This example shows how kadb can be used to debug a driver bug. This example was taken from the development of the ramdisk sample driver. This driver exports physical memory as a virtual disk. In this case, the dd(1M) command hangs while trying to copy some data onto the device and cannot be aborted. Though a crash dump could be forced, for illustrative purposes, kadb(1M) will be used. After logging into the system remotely, ps was used to determine that the system was still running; and only the dd(1M) command is hung.

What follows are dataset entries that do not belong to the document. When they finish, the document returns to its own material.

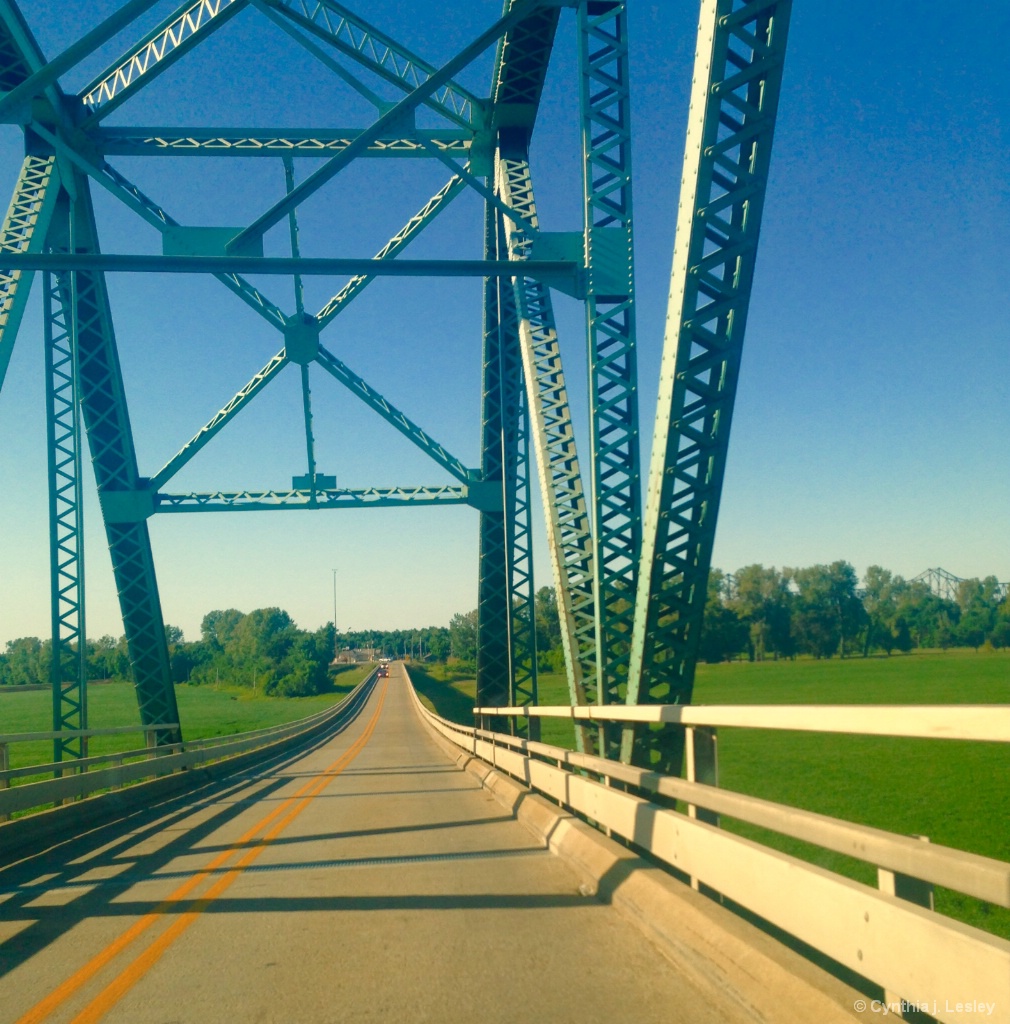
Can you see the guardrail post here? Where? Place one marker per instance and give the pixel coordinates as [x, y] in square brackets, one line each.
[915, 891]
[4, 766]
[702, 757]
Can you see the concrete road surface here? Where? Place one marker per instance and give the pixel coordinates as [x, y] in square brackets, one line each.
[367, 880]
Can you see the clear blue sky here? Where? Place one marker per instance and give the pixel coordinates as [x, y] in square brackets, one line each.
[873, 418]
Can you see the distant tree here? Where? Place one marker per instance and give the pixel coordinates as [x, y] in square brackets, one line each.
[830, 615]
[723, 634]
[880, 601]
[548, 622]
[217, 627]
[463, 634]
[763, 601]
[103, 658]
[27, 662]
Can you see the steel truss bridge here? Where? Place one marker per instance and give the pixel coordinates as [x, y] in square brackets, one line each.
[629, 574]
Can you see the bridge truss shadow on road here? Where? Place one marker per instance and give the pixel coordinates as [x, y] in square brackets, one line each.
[630, 585]
[651, 846]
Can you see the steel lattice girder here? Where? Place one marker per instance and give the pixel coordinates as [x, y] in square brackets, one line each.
[102, 406]
[738, 75]
[69, 667]
[594, 545]
[506, 622]
[609, 308]
[506, 631]
[114, 459]
[569, 535]
[498, 439]
[267, 501]
[381, 54]
[24, 230]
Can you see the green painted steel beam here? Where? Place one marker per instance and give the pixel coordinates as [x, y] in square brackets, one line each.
[69, 662]
[159, 49]
[24, 230]
[164, 141]
[362, 389]
[566, 517]
[73, 55]
[738, 77]
[114, 460]
[393, 247]
[218, 422]
[498, 437]
[564, 272]
[418, 94]
[605, 117]
[381, 54]
[128, 194]
[280, 501]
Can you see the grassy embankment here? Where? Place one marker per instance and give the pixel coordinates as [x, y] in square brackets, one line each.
[955, 793]
[205, 711]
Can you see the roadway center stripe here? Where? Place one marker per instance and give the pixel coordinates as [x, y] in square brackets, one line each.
[299, 801]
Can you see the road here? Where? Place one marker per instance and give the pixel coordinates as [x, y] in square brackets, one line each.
[365, 880]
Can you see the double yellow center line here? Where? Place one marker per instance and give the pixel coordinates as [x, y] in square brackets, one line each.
[250, 848]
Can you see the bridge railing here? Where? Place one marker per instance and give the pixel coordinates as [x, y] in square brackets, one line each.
[889, 935]
[79, 777]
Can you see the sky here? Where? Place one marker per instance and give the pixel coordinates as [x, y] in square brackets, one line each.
[872, 421]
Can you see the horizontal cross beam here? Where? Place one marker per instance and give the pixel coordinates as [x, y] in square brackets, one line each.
[566, 273]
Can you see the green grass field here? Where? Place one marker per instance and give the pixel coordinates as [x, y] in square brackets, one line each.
[205, 711]
[955, 793]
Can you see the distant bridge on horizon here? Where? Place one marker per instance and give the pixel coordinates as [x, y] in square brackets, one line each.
[375, 860]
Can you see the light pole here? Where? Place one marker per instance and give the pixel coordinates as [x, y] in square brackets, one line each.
[334, 614]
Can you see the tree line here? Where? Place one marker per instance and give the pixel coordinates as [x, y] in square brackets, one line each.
[263, 650]
[757, 612]
[823, 610]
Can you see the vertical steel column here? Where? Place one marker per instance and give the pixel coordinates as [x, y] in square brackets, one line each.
[69, 665]
[518, 536]
[566, 518]
[24, 230]
[126, 501]
[738, 76]
[611, 329]
[494, 574]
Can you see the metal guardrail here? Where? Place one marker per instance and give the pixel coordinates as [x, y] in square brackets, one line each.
[990, 723]
[79, 781]
[889, 935]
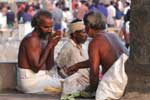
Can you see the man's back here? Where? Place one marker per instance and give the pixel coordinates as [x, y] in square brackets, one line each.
[109, 47]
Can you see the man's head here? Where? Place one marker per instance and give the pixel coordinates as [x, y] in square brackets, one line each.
[94, 20]
[77, 31]
[43, 22]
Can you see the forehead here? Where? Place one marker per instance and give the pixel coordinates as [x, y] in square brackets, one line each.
[45, 20]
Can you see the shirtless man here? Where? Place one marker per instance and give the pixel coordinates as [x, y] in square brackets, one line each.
[36, 54]
[37, 48]
[104, 49]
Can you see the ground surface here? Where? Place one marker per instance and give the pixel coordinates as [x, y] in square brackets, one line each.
[19, 96]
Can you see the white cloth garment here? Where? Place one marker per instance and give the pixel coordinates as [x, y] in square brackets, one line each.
[30, 82]
[114, 81]
[70, 54]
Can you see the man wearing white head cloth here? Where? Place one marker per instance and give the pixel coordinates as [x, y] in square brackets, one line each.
[70, 54]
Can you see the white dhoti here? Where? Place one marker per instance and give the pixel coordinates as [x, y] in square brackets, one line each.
[114, 81]
[30, 82]
[76, 82]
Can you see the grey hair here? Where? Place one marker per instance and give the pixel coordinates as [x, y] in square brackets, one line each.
[37, 18]
[95, 20]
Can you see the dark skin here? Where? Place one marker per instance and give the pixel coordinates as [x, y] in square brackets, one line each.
[35, 54]
[101, 52]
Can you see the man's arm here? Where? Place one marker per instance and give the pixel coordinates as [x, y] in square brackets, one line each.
[50, 60]
[36, 56]
[74, 68]
[94, 58]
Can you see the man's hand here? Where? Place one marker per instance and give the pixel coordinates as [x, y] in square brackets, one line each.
[72, 69]
[54, 38]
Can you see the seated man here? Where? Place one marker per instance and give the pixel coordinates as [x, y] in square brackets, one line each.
[104, 49]
[36, 56]
[71, 53]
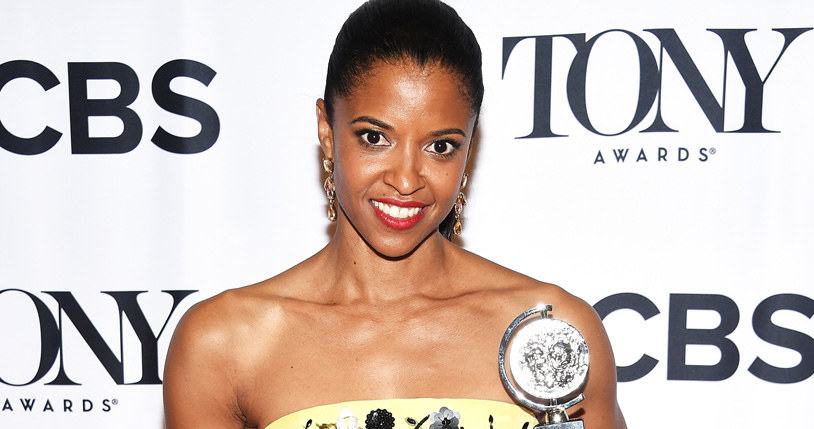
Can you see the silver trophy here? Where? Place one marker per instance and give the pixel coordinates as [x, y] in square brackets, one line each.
[547, 362]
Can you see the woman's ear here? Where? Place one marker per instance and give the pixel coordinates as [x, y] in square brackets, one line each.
[324, 131]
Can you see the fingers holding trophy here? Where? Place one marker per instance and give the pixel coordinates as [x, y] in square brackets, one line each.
[542, 361]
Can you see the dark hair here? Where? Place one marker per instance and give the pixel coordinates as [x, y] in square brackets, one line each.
[423, 32]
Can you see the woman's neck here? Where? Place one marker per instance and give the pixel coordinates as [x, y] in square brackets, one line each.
[356, 273]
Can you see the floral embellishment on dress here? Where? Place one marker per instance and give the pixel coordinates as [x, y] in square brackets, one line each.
[379, 419]
[347, 420]
[444, 419]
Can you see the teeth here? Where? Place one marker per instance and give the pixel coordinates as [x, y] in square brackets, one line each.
[396, 211]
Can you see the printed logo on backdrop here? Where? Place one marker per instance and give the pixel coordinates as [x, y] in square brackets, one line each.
[651, 65]
[680, 336]
[82, 108]
[53, 351]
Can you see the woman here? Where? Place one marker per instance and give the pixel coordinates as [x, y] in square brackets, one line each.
[390, 309]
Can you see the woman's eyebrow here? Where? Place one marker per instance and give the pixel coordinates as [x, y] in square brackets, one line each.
[372, 121]
[446, 131]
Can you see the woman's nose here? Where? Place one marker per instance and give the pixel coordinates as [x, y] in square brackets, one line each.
[404, 172]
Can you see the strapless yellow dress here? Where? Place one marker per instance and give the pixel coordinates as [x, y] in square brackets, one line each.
[420, 413]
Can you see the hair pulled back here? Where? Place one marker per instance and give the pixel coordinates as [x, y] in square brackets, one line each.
[427, 33]
[423, 32]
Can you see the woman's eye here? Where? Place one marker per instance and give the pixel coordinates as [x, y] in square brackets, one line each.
[372, 137]
[441, 147]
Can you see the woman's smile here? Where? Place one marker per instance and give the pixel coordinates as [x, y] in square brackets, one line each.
[399, 215]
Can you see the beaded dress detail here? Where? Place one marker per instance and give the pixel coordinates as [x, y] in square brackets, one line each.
[420, 413]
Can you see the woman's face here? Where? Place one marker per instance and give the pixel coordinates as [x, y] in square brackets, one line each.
[399, 143]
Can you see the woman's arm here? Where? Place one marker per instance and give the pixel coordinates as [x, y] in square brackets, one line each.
[200, 373]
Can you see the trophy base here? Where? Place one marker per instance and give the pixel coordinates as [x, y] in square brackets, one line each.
[571, 424]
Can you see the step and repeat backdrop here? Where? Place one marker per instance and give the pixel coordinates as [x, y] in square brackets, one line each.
[654, 158]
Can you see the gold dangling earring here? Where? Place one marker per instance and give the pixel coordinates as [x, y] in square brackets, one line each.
[460, 202]
[328, 166]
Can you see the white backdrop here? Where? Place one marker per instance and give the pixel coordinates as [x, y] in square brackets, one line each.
[718, 232]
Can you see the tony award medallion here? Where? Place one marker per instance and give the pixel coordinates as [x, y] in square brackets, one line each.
[542, 361]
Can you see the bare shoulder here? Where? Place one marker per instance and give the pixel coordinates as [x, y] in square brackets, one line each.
[218, 344]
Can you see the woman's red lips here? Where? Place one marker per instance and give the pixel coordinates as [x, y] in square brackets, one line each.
[398, 214]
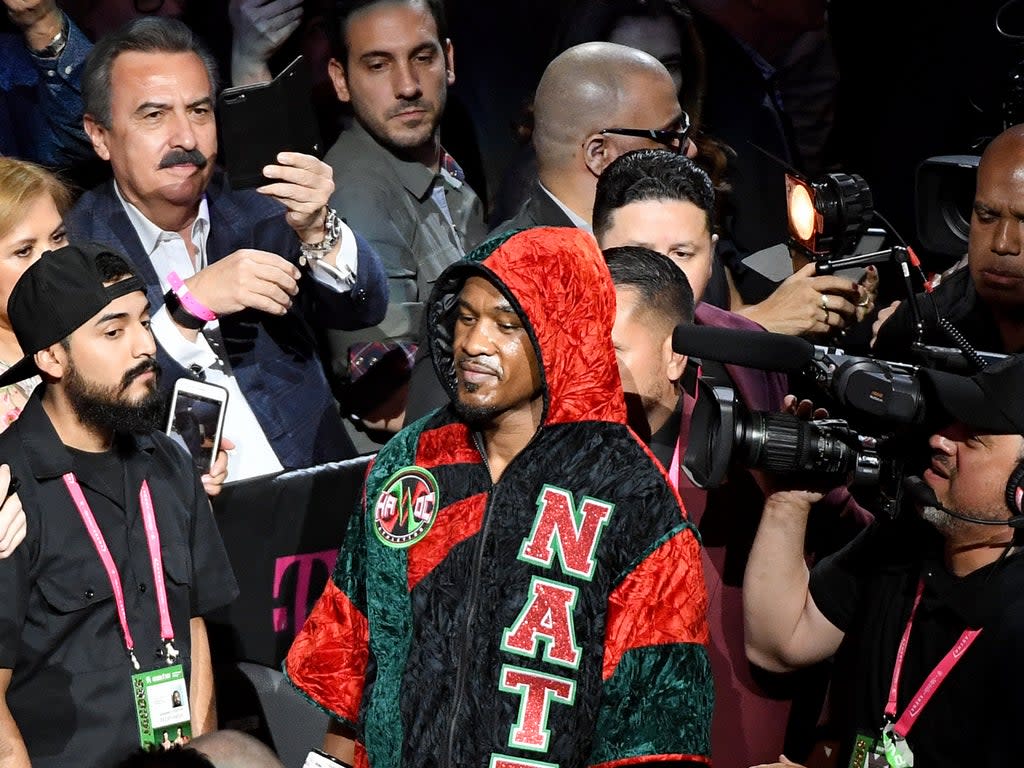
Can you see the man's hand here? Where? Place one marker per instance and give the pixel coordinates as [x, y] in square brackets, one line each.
[247, 280]
[783, 761]
[39, 20]
[12, 521]
[213, 481]
[259, 28]
[805, 303]
[304, 185]
[881, 321]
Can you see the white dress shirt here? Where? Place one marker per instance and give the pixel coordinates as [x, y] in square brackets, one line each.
[253, 455]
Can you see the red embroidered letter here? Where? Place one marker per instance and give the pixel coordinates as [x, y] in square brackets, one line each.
[504, 761]
[537, 691]
[548, 616]
[572, 534]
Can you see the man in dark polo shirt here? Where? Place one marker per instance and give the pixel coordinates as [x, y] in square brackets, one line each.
[925, 613]
[101, 606]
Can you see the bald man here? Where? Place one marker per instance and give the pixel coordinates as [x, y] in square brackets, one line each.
[985, 298]
[594, 102]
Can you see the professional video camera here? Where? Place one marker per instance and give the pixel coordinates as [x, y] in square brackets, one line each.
[884, 404]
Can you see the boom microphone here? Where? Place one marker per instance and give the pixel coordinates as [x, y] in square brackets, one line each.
[922, 493]
[760, 349]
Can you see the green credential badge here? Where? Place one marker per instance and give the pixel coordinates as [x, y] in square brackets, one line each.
[407, 507]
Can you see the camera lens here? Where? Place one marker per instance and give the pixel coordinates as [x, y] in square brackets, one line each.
[784, 443]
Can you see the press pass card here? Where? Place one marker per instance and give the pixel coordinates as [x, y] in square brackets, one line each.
[162, 707]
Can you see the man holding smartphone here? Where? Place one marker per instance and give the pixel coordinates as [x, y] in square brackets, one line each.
[101, 615]
[393, 62]
[221, 266]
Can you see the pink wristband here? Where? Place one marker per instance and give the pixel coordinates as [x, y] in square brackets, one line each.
[189, 302]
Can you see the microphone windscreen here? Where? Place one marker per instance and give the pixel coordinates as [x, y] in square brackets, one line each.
[760, 349]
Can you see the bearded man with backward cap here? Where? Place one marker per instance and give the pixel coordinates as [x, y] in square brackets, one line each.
[520, 586]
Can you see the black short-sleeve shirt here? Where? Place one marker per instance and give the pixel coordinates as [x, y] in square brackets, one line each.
[867, 590]
[70, 691]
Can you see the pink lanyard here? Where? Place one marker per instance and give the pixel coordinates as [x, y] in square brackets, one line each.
[674, 469]
[928, 688]
[153, 543]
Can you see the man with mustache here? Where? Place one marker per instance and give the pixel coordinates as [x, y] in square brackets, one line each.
[923, 612]
[983, 299]
[221, 266]
[122, 556]
[392, 62]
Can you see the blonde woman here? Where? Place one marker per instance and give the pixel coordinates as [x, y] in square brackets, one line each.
[32, 204]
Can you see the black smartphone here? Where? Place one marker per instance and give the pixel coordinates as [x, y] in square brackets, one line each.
[258, 121]
[197, 420]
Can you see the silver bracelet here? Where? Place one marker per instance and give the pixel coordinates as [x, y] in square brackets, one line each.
[310, 252]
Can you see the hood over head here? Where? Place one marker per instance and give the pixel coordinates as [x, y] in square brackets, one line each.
[557, 282]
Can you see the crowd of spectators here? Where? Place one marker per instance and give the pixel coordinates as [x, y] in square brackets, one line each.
[528, 573]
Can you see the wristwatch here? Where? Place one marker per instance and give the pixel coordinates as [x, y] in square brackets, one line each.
[181, 315]
[310, 252]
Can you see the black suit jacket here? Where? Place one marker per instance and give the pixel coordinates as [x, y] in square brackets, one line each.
[274, 359]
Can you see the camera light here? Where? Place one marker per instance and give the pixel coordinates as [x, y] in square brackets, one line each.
[800, 206]
[827, 216]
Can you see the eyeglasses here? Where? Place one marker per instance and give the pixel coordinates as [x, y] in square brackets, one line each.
[674, 139]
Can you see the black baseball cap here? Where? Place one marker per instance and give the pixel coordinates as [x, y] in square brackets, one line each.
[991, 399]
[55, 296]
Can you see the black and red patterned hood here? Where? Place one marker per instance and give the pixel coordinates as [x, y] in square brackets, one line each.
[557, 281]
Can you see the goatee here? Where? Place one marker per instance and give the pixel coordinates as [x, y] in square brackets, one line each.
[109, 410]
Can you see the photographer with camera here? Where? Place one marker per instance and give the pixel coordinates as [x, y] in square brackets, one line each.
[923, 611]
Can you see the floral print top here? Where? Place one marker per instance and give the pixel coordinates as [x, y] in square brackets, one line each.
[13, 397]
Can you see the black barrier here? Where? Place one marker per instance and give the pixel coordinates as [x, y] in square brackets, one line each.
[282, 534]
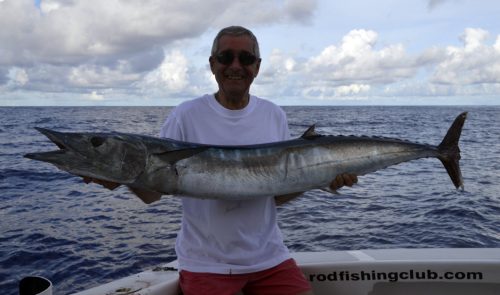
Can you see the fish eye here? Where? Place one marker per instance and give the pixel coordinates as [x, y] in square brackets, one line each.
[97, 141]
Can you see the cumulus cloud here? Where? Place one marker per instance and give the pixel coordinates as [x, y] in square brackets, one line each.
[357, 60]
[472, 64]
[95, 44]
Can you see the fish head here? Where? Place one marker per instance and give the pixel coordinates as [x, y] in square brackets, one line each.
[112, 157]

At this point, the system is rebooted with kadb, which can now be entered by typing STOP-A on the system console. After the rest of the kernel has loaded, moddebug is patched to see if loading is the problem:
stopped at: edd000d8: ta %icc,%g0 + 125 kadb[0]: moddebug/X moddebug: moddebug: 0 kadb[0]: moddebug/W 0x80000000 moddebug: 0x0 = 0x80000000 kadb[0]: :c
modload(1M) is used to load the driver, to separate module loading from the real access:
# modload /home/driver/drv/ramdisk
It loads without errors, so loading is not the problem. The condition is recreated with dd(1M):
# dd if=/dev/zero of=/devices/pseudo/ramdisk@0:c,raw
dd(1M) hangs. At this point, kadb(1M) is entered and the stack examined:
stopped at: edd000d8: ta %icc,%g0 + 125 kadb[0]: $c intr_vector() + 7dcfc0d8 debug_enter(0,0,10431e50,10,1,b0) + 78 zsa_xsint(80,7044a06c,44,7044a000,ff0113,0) + 278 zs_high_intr(7044a000,1,1,1042f78c,10424680,100949d0) + 20c sbus_intr_wrapper(704dfad4,0,702bd048,7029cec0,630,10260250) + 30 current_thread(4001fe60,1041a550,10424698,10424698,10150f08,0) + 180 idle(1040b6c0,0,0,1041a550,704d6a98,0) + 54 thread_start(0,0,0,0,0,0) + 4
The presence of idle on the current thread stack indicates that this thread is not the cause of the deadlock. To determine the deadlocked thread, the entire thread list is checked:
kadb[0]: $<threadlist ... ============== thread_id 70cef120 70c8b1c0: process args dd if=/dev/zero of=/devices/pseudo/ramdisk@0:c,raw 70cef1c8: lwp procp wchan 70fa9080 70c8aec0 70691fc8 70cef144: pc sp sema_p+0x290 40313a78 ?(70691fc8,10424680,1,1042b99c,10460f8c,70691fc8) biowait(70691f60,1041a6c4,70691f60,70c385d0,40313bcc,705c73a0) + 8c default_physio(1042e8fc,200,129,100,70eb5b54,705c73a0) + 3bc write(2002,70aac1d0,70f9f9ac,200,4,200) + 23c ...
Of all the threads, only one has a stack trace which references the ramdisk driver. It seems that the process running dd(1M) is blocked in biowait(9F). biowait(9F)'s first parameter is a buf(9S) structure. The next step is to examine this structure:
kadb[0]: 70691f60$70691f60$ 70691f60: flags forw back 204129 0 0 70691f6c: av_forw av_back bcount 0 0 512 70691fa0: bufsize error edev 0 0 1180000 70691f7c: un.b_addr _b_blkno resid 710e8000 0 0 70691f94: proc iodone vp 70c8aec0 0 0 70691f98: pages 0
The resid field is 0, which indicates that the transfer is complete. physio(9F) is still blocked, however. The reference for physio(9F) in the Solaris 8 Reference Manual Collection points out that biodone(9F) should be called to unblock biowait(9F). This is the problem; rd_strategy() did not call biodone(9F). Adding a call to biodone(9F) before returning fixes this problem.